学生のレポートから◆高校生の心に響いた「ピースあいち」の展示 鹿島 顕二
私は、今年から「ピースあいち」の近くのC高で「現代社会」(1年)の授業を担当することになった。歩いてC高から「ピース」まで7~8分の地の利(?)を生かして、6月下旬から夏休み終了まで「ピース」を見学して閲覧券の裏に一言感想を書くという課題を出した。
結果、約9割(180名)の生徒が提出してくれた。それも、ほとんどの生徒が閲覧券の裏に小さな字でびっしりと書いてくれた。レポート用紙に書いて提出してくれた生徒も1割ほどいた。このことは、「ピース」の展示が、いかに生徒たちの心に響いたかを示している。
内容は多岐にわたる。7月に展示された「現代の空襲展」を見た者の多くが、広島・長崎のことは(小中学校の学び学習で)よく知っているが、名古屋が空襲にあったことを初めて知ったという感想を書き、こちらが(私63歳)驚いた。「そうか知らないのか!」貴重な感想であった。
また、ベトナム戦争のダイオキシンの被害による大量の奇形児を写真集で見た、その悲惨さを多くの生徒が書き留めた。8月に展示された「アンネとホロコースト展」を見た生徒は、同じ世代のアンネの人生に対する思いを語るものが多く、東山動物園の「ぞう列車」の展示で戦争中の動物の実情を始めて知ったとする感想も多くあった。
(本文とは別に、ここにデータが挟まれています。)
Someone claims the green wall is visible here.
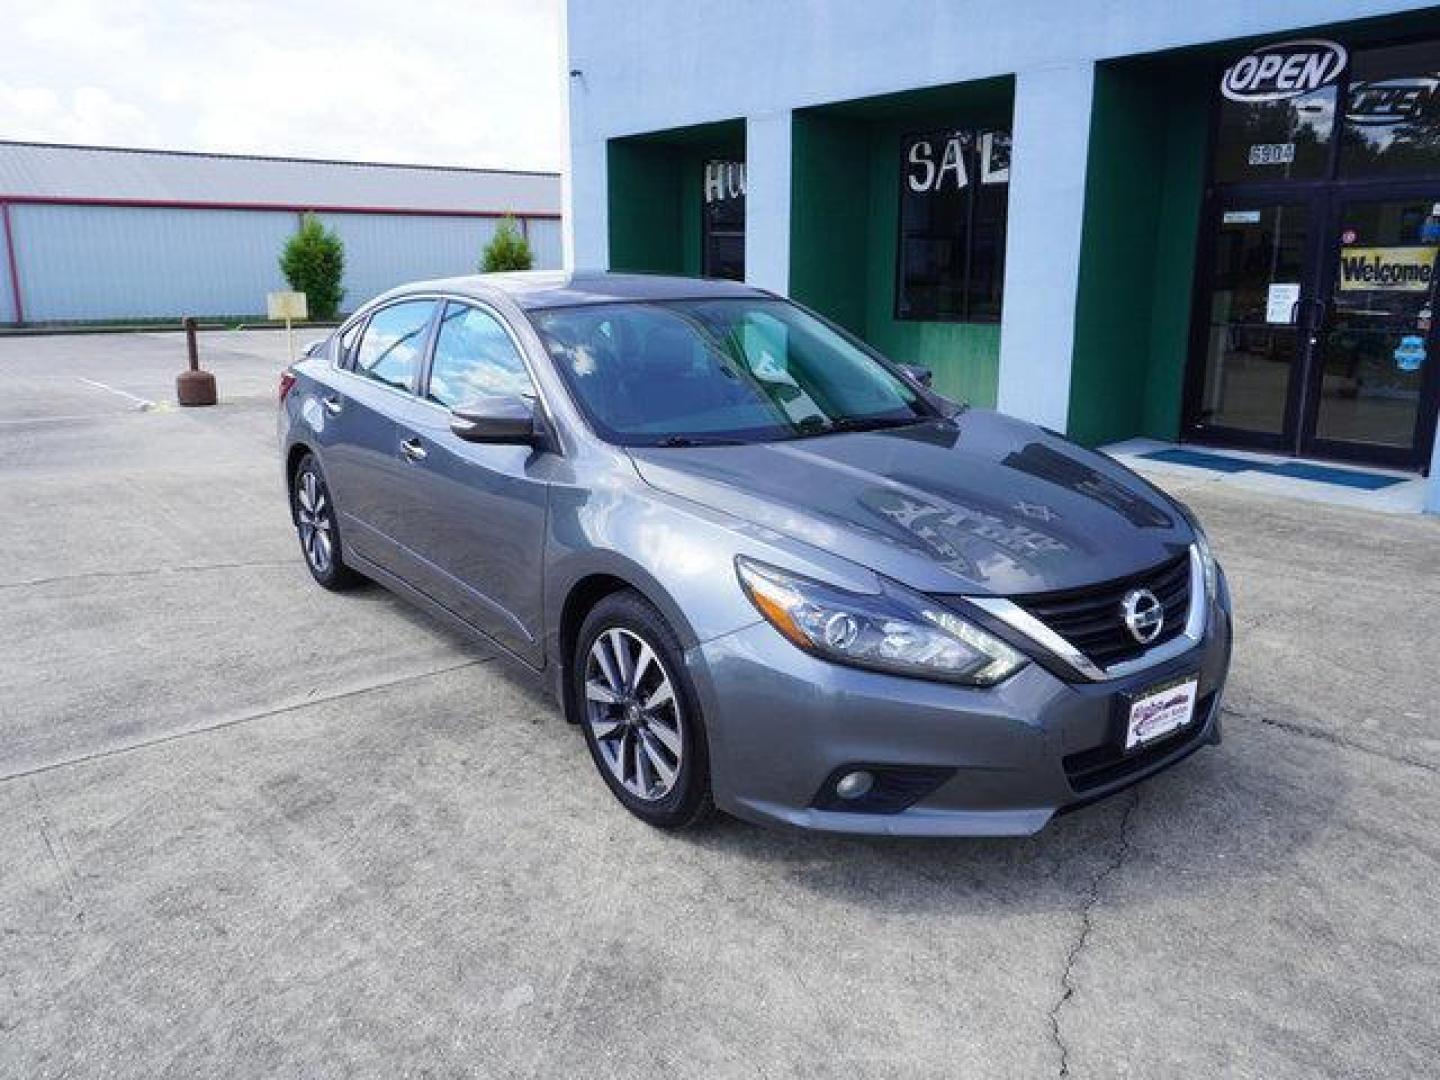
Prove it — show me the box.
[790,113,870,334]
[608,120,745,278]
[1065,59,1221,446]
[790,80,1013,407]
[608,140,685,274]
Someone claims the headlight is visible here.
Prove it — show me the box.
[735,556,1027,686]
[1175,502,1219,600]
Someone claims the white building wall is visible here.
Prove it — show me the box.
[744,113,792,295]
[994,64,1095,432]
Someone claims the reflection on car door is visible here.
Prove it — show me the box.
[319,299,437,575]
[385,300,549,664]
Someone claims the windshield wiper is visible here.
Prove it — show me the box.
[650,435,747,448]
[788,415,924,439]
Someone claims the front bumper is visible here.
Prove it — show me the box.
[685,571,1232,836]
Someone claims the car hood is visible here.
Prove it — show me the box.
[626,410,1192,597]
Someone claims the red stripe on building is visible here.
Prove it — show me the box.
[0,194,560,220]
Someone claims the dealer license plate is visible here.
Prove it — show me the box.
[1125,676,1199,751]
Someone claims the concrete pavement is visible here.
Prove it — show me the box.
[1,330,1436,1078]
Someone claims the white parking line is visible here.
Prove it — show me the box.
[76,377,155,410]
[0,413,134,426]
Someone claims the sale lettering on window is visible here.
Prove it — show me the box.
[897,129,1010,323]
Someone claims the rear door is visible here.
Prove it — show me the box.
[384,299,550,663]
[319,298,438,575]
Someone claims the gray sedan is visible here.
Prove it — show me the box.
[278,272,1232,836]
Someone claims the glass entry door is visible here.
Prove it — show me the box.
[1305,194,1440,467]
[1188,191,1440,469]
[1190,197,1320,449]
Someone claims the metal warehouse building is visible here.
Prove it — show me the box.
[567,0,1440,511]
[0,141,561,324]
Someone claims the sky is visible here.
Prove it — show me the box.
[0,0,567,172]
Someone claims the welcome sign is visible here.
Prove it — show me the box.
[1337,246,1439,292]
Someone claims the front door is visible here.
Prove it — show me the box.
[385,300,549,665]
[1188,190,1440,469]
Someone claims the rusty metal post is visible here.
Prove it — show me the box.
[175,316,217,406]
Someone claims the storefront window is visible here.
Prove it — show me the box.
[1213,39,1346,183]
[1339,42,1440,177]
[702,160,745,280]
[896,129,1009,323]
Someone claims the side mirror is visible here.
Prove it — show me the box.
[450,395,537,444]
[302,339,326,359]
[898,363,934,387]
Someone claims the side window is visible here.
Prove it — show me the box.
[426,302,534,408]
[353,300,435,392]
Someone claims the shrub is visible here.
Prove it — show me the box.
[279,214,345,319]
[481,216,534,272]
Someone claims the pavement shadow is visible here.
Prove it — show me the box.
[375,595,1352,922]
[668,715,1350,918]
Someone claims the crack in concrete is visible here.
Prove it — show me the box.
[0,560,298,593]
[1221,706,1438,775]
[1048,788,1140,1078]
[30,779,85,928]
[0,658,491,785]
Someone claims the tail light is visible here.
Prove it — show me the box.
[279,370,298,402]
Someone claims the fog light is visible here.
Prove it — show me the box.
[834,770,874,800]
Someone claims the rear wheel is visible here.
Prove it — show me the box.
[575,591,714,829]
[291,454,361,590]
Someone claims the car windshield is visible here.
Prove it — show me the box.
[528,298,936,446]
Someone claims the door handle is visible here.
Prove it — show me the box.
[399,436,428,462]
[1304,298,1328,346]
[322,394,343,416]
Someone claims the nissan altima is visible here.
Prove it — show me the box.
[278,271,1231,835]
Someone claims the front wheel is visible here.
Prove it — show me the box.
[575,591,714,829]
[291,454,361,591]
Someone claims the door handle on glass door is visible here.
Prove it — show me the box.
[1306,299,1328,346]
[400,437,427,462]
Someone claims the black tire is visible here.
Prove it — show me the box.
[290,453,362,591]
[574,590,714,829]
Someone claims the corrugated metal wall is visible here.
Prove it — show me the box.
[12,204,297,321]
[0,215,14,323]
[5,203,562,322]
[317,212,500,307]
[526,218,563,270]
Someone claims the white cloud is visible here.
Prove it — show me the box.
[0,0,565,171]
[0,83,160,145]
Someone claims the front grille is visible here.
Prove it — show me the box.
[1015,552,1191,669]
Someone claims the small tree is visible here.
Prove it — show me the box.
[481,215,534,272]
[279,213,345,319]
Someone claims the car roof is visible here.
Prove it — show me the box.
[386,270,774,311]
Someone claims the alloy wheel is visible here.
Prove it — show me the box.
[584,627,684,801]
[295,469,335,575]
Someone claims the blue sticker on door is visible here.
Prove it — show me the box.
[1394,334,1427,372]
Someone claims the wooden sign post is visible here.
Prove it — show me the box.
[267,291,309,362]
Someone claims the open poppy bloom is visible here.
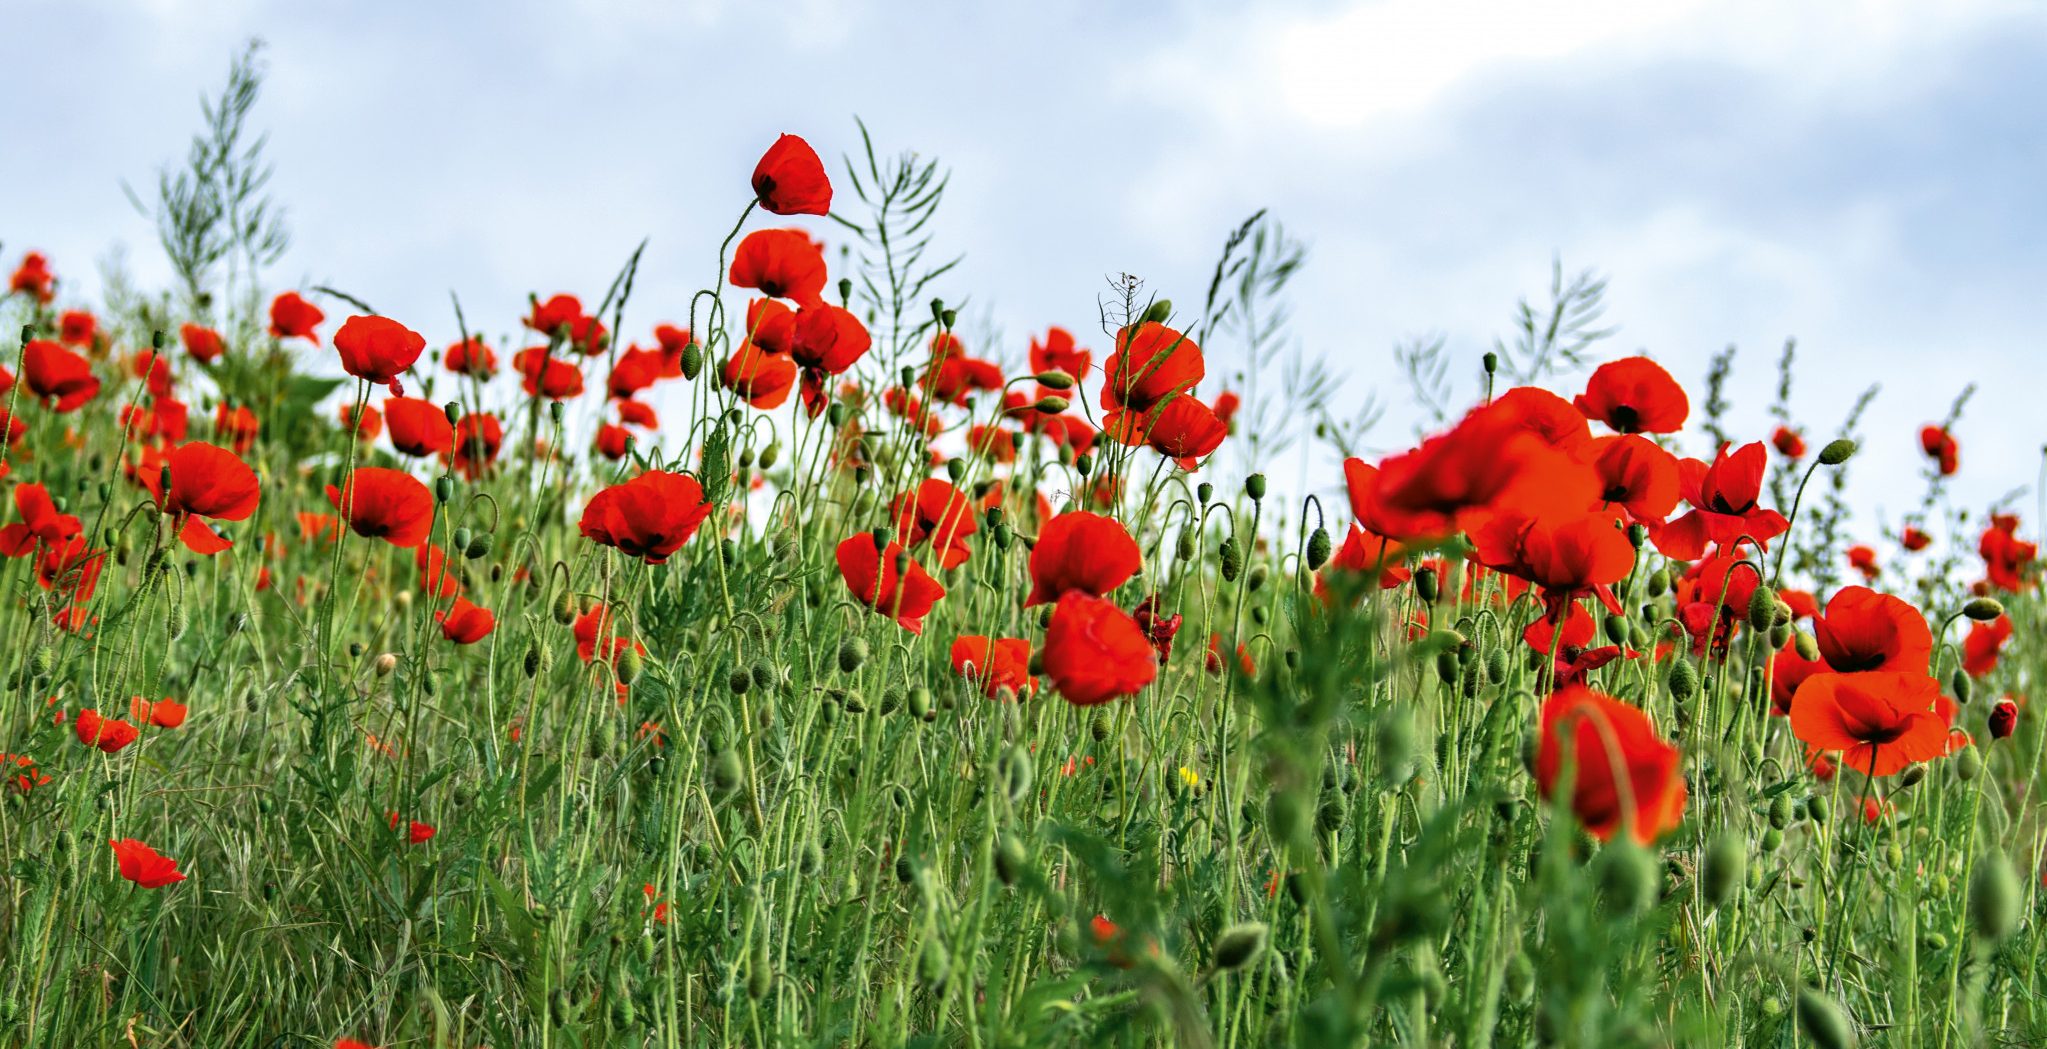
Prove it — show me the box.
[752,133,832,216]
[0,482,82,557]
[1534,685,1686,845]
[596,423,632,460]
[1574,356,1689,434]
[326,468,435,548]
[388,812,437,844]
[111,838,186,888]
[1963,615,2013,677]
[1101,322,1202,424]
[836,531,946,634]
[339,402,382,442]
[131,697,188,728]
[156,441,262,555]
[1107,394,1228,468]
[512,346,586,399]
[730,228,827,306]
[1581,434,1679,525]
[180,322,225,363]
[1040,591,1158,705]
[572,602,643,667]
[950,635,1035,697]
[1979,514,2037,592]
[333,315,426,395]
[1846,544,1879,581]
[890,478,979,570]
[22,339,100,411]
[1810,585,1932,675]
[384,396,453,457]
[1025,511,1140,606]
[1919,425,1958,476]
[1771,425,1807,459]
[579,470,716,563]
[437,596,496,644]
[1790,671,1952,777]
[74,709,141,753]
[1494,386,1594,452]
[1374,398,1600,539]
[1650,442,1789,560]
[448,413,504,479]
[444,335,497,377]
[269,291,324,342]
[9,250,55,302]
[1030,326,1092,382]
[1770,637,1827,716]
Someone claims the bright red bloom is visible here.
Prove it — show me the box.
[1990,697,2019,740]
[1811,585,1932,675]
[447,413,503,479]
[179,323,225,363]
[444,336,497,377]
[381,396,452,457]
[1102,323,1202,417]
[159,441,261,554]
[1472,509,1633,602]
[730,228,827,306]
[1770,637,1827,716]
[336,1038,377,1049]
[606,346,665,400]
[437,596,496,644]
[4,753,49,793]
[1979,515,2037,592]
[653,324,692,376]
[1535,685,1686,845]
[572,602,643,666]
[1494,387,1593,452]
[1790,671,1951,777]
[617,399,658,428]
[527,293,585,335]
[1041,591,1159,706]
[513,346,586,400]
[1026,511,1140,606]
[724,346,798,409]
[339,402,382,441]
[596,422,631,460]
[0,482,82,556]
[580,471,715,564]
[1964,616,2013,677]
[836,531,946,634]
[131,697,188,728]
[1108,394,1228,468]
[791,303,871,375]
[74,709,140,753]
[110,838,186,888]
[1132,594,1184,661]
[333,316,426,394]
[1771,425,1807,459]
[1574,356,1688,434]
[59,309,98,347]
[213,404,260,453]
[1030,327,1092,382]
[1373,399,1600,539]
[1846,544,1879,581]
[1320,524,1411,597]
[1900,526,1931,551]
[269,291,325,342]
[950,636,1035,697]
[22,339,100,411]
[9,251,54,302]
[752,133,832,216]
[1919,425,1959,476]
[1205,633,1255,677]
[890,478,979,570]
[388,812,437,844]
[1583,434,1679,524]
[326,468,435,548]
[1650,443,1789,560]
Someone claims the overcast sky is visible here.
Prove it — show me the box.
[5,0,2044,547]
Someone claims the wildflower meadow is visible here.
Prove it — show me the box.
[2,43,2043,1049]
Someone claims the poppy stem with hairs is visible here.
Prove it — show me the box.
[1770,457,1831,586]
[1822,763,1879,990]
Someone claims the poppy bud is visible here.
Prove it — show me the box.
[870,527,892,552]
[1033,396,1069,414]
[1795,988,1856,1049]
[1305,527,1332,570]
[1817,439,1857,466]
[452,527,473,554]
[1807,794,1831,825]
[999,744,1034,803]
[434,474,456,504]
[1213,922,1268,972]
[945,458,967,483]
[1956,743,1983,781]
[1952,667,1972,704]
[1089,708,1112,741]
[1414,566,1440,603]
[1963,597,2005,622]
[552,590,576,625]
[466,534,492,560]
[1795,631,1821,662]
[1627,522,1648,549]
[837,277,853,303]
[992,523,1013,550]
[1746,585,1779,631]
[1667,658,1698,700]
[1604,614,1630,645]
[826,401,848,427]
[994,834,1026,886]
[1482,351,1499,375]
[1175,531,1195,562]
[374,653,398,677]
[759,442,782,470]
[150,328,166,350]
[1768,793,1794,829]
[1970,852,2021,941]
[1034,370,1074,390]
[709,748,743,794]
[1074,453,1093,477]
[159,465,173,496]
[751,661,775,691]
[1245,474,1267,501]
[442,400,461,426]
[1141,299,1172,324]
[727,667,752,695]
[1597,843,1659,915]
[1899,764,1927,789]
[617,646,644,685]
[838,636,868,673]
[1761,827,1784,852]
[917,938,951,990]
[1701,833,1745,908]
[523,644,541,678]
[681,344,703,379]
[1197,482,1213,504]
[1220,538,1242,581]
[549,400,564,426]
[1990,698,2018,740]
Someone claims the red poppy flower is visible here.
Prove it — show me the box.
[617,399,658,428]
[336,1038,377,1049]
[1102,323,1202,417]
[1650,443,1789,560]
[1108,395,1228,468]
[1990,697,2019,740]
[527,293,585,335]
[59,309,98,347]
[1810,585,1932,675]
[22,339,100,411]
[159,441,261,554]
[580,471,715,564]
[723,346,798,409]
[1132,594,1183,661]
[1900,526,1931,551]
[596,423,631,460]
[1978,515,2037,592]
[339,402,382,442]
[1582,434,1679,524]
[1025,511,1140,606]
[1573,356,1688,434]
[1205,633,1255,677]
[1846,544,1879,581]
[925,351,1005,405]
[110,838,186,888]
[326,468,435,548]
[791,303,871,375]
[1213,389,1241,427]
[1040,591,1159,705]
[752,133,833,216]
[1790,671,1951,777]
[653,323,692,371]
[890,478,979,570]
[448,413,503,479]
[1771,425,1806,459]
[0,482,82,556]
[177,322,224,363]
[836,531,946,634]
[1043,414,1098,457]
[444,336,497,377]
[513,346,586,400]
[1030,327,1092,382]
[381,396,453,457]
[388,812,437,844]
[950,636,1035,698]
[1964,615,2013,677]
[1494,387,1593,452]
[3,753,49,793]
[130,697,188,728]
[605,346,665,401]
[1919,425,1958,476]
[1373,398,1600,538]
[730,228,827,306]
[9,251,54,302]
[1535,685,1687,845]
[1318,524,1411,598]
[1769,637,1827,716]
[269,291,325,343]
[333,316,426,395]
[74,709,140,753]
[437,596,496,644]
[1472,509,1633,603]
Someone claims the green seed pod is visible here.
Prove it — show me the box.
[1414,565,1440,603]
[1817,439,1857,466]
[1807,794,1831,826]
[1760,827,1784,852]
[1701,833,1745,908]
[1796,988,1856,1049]
[995,834,1026,886]
[616,646,644,685]
[837,636,868,673]
[1970,852,2021,942]
[1074,452,1093,476]
[1768,793,1794,829]
[1244,473,1266,501]
[917,938,951,990]
[1220,538,1242,581]
[1951,668,1972,705]
[1796,631,1821,662]
[1643,567,1669,598]
[1142,298,1173,324]
[1305,527,1332,569]
[1667,658,1698,700]
[1962,597,2005,622]
[709,748,743,795]
[452,526,473,552]
[1213,922,1268,972]
[1604,613,1630,645]
[1956,744,1983,781]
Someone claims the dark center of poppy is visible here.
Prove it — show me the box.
[1602,484,1632,503]
[1609,404,1640,433]
[1829,648,1886,673]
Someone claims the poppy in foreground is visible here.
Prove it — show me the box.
[949,635,1035,698]
[333,315,427,395]
[1025,511,1141,606]
[1534,686,1686,845]
[1574,356,1689,435]
[752,133,832,216]
[111,838,186,888]
[158,441,262,555]
[326,468,436,548]
[579,470,716,564]
[1040,592,1158,705]
[837,531,946,634]
[269,291,324,342]
[1789,671,1952,777]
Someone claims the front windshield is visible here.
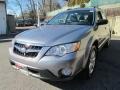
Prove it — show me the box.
[48,10,94,25]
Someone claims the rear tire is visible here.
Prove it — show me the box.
[84,45,97,79]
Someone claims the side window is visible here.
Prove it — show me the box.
[97,11,103,20]
[101,11,107,19]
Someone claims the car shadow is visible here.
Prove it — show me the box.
[42,38,120,90]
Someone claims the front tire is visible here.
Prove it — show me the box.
[84,45,97,79]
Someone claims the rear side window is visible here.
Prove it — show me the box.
[97,11,103,20]
[101,11,107,19]
[97,11,107,20]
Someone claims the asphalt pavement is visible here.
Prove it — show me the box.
[0,36,120,90]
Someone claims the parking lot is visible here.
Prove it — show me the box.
[0,36,120,90]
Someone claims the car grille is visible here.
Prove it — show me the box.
[13,42,42,58]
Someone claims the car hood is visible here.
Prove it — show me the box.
[15,25,92,46]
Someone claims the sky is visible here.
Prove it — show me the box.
[7,0,28,16]
[7,0,120,16]
[7,0,65,16]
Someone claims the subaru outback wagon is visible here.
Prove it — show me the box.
[9,8,111,81]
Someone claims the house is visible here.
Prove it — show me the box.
[0,0,6,35]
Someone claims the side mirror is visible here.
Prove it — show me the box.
[97,19,108,25]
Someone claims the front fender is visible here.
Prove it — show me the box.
[82,36,97,68]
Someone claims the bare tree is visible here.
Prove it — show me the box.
[43,0,61,12]
[27,0,37,22]
[66,0,90,7]
[15,0,25,25]
[38,0,46,16]
[37,0,61,20]
[27,0,61,19]
[49,0,52,11]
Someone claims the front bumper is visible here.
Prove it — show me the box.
[10,60,74,81]
[9,47,85,80]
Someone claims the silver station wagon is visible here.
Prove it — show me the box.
[9,7,111,81]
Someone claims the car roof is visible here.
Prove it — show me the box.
[64,7,101,13]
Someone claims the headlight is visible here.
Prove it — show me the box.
[46,42,80,56]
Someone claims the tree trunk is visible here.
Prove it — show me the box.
[16,0,25,26]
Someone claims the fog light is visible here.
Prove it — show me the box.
[61,68,72,76]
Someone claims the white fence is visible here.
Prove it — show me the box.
[114,16,120,36]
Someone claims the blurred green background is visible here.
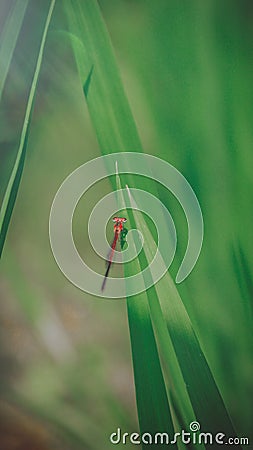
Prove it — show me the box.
[0,0,252,448]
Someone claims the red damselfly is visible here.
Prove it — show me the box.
[101,217,128,291]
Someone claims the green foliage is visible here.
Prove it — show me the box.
[64,1,241,447]
[0,0,252,449]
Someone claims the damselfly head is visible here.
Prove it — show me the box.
[112,217,127,223]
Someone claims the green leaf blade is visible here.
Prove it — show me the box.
[0,0,56,257]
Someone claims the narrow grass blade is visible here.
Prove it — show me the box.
[0,0,29,101]
[116,171,175,443]
[127,292,175,443]
[0,0,56,257]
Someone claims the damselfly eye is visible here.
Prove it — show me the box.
[112,217,118,222]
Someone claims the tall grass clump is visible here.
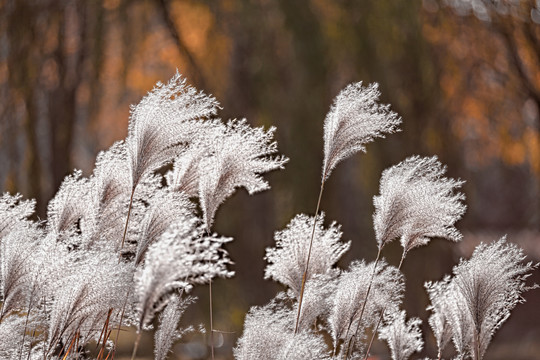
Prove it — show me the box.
[0,72,287,360]
[0,72,536,360]
[235,81,537,360]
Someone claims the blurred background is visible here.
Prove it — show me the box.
[1,0,540,359]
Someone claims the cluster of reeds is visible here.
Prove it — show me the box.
[234,82,537,360]
[0,72,536,360]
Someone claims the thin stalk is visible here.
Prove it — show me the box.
[97,330,112,360]
[343,247,382,360]
[96,309,113,351]
[61,331,78,360]
[200,228,215,360]
[19,288,36,360]
[56,332,73,358]
[294,180,326,334]
[42,296,47,360]
[120,188,136,249]
[111,291,130,360]
[209,280,215,360]
[332,341,340,358]
[75,330,81,360]
[25,329,36,360]
[130,331,142,360]
[112,185,136,357]
[473,330,480,360]
[362,251,406,360]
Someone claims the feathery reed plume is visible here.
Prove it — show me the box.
[265,213,350,295]
[296,82,401,333]
[295,273,338,332]
[126,71,219,190]
[196,119,286,359]
[378,310,423,360]
[165,119,225,198]
[0,226,39,320]
[134,190,194,264]
[0,193,36,238]
[373,156,466,257]
[362,156,465,359]
[425,277,456,359]
[199,119,288,230]
[329,260,404,358]
[46,170,89,239]
[154,294,194,360]
[83,142,131,250]
[234,302,331,360]
[322,82,401,181]
[0,313,31,358]
[451,237,537,360]
[46,253,133,354]
[134,217,232,330]
[122,71,218,249]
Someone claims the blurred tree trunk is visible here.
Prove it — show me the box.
[6,1,42,212]
[4,1,98,216]
[48,3,85,198]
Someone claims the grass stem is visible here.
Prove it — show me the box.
[112,291,130,360]
[294,180,325,334]
[210,280,215,360]
[61,330,78,360]
[120,188,135,249]
[130,331,142,360]
[343,247,382,360]
[362,250,406,360]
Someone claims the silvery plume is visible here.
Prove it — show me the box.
[329,260,404,357]
[126,71,219,191]
[154,294,195,360]
[451,237,537,360]
[234,302,331,360]
[322,82,401,181]
[373,156,466,256]
[264,213,350,296]
[425,276,473,360]
[134,216,233,330]
[378,310,423,360]
[0,193,36,238]
[199,119,288,230]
2階の常設展については、焼夷弾や防毒マスク等の実物が展示されていることや、中央に展示してある大きな写真パネル(死んだ弟を負ぶった少年や中国での大量の死者の写真)が生徒たちに強い印象を与えたことが感想を通して読み取れた。また、生徒の中には日本の被害と加害にまで及ぶ感想を書くものもいた。さらに「ピース」の紹介ビデオで知った加藤たづさんの巨額の寄付行為に対する賛辞と人の生き方に触れたものもいた。
「ピース」の最大の目的の1つである若者に対するメッセージは、(私の)想像を超える役割を果たしていると改めて思わされた。
最後に、「ピースあいち」の評価を書いてくれた生徒がいたので、全文を紹介しておきます。
「僕が評価したい点は3点ある。1点目は、すべての事実を伝え、決して日本寄り、日本が正しいという展示がされていなかった点だ。たとえば、写真では戦争の悲惨さ、死体を負ぶった男などを通じて戦争はダメなものだと思ったけど、『相手に一方的にやられました』って言う日本人兵の死体の写真だけでなく、日本人が殺した多くの外国人の死体の写真もあることで、日本の過去の過ちを再確認できたし、そういう経験をした日本人としてこれから何が平和のためにできるか、と考えることができた。
2点目は、写真の使用だ。やはり、戦争の写真なので結構ムゴイのもあるけれど、あえてそういうのを見せて、戦争のダメな点をわかりやすく伝えていると思った。
3点目は、常にフロアーに説明役の人がいることだ。疑問に思った点などを詳しく聞けた。あと、展示について1つずつわかりやすく説明してくれたので、内容が今でも頭の中に残っている。実物の武器を触れたのもよかった。」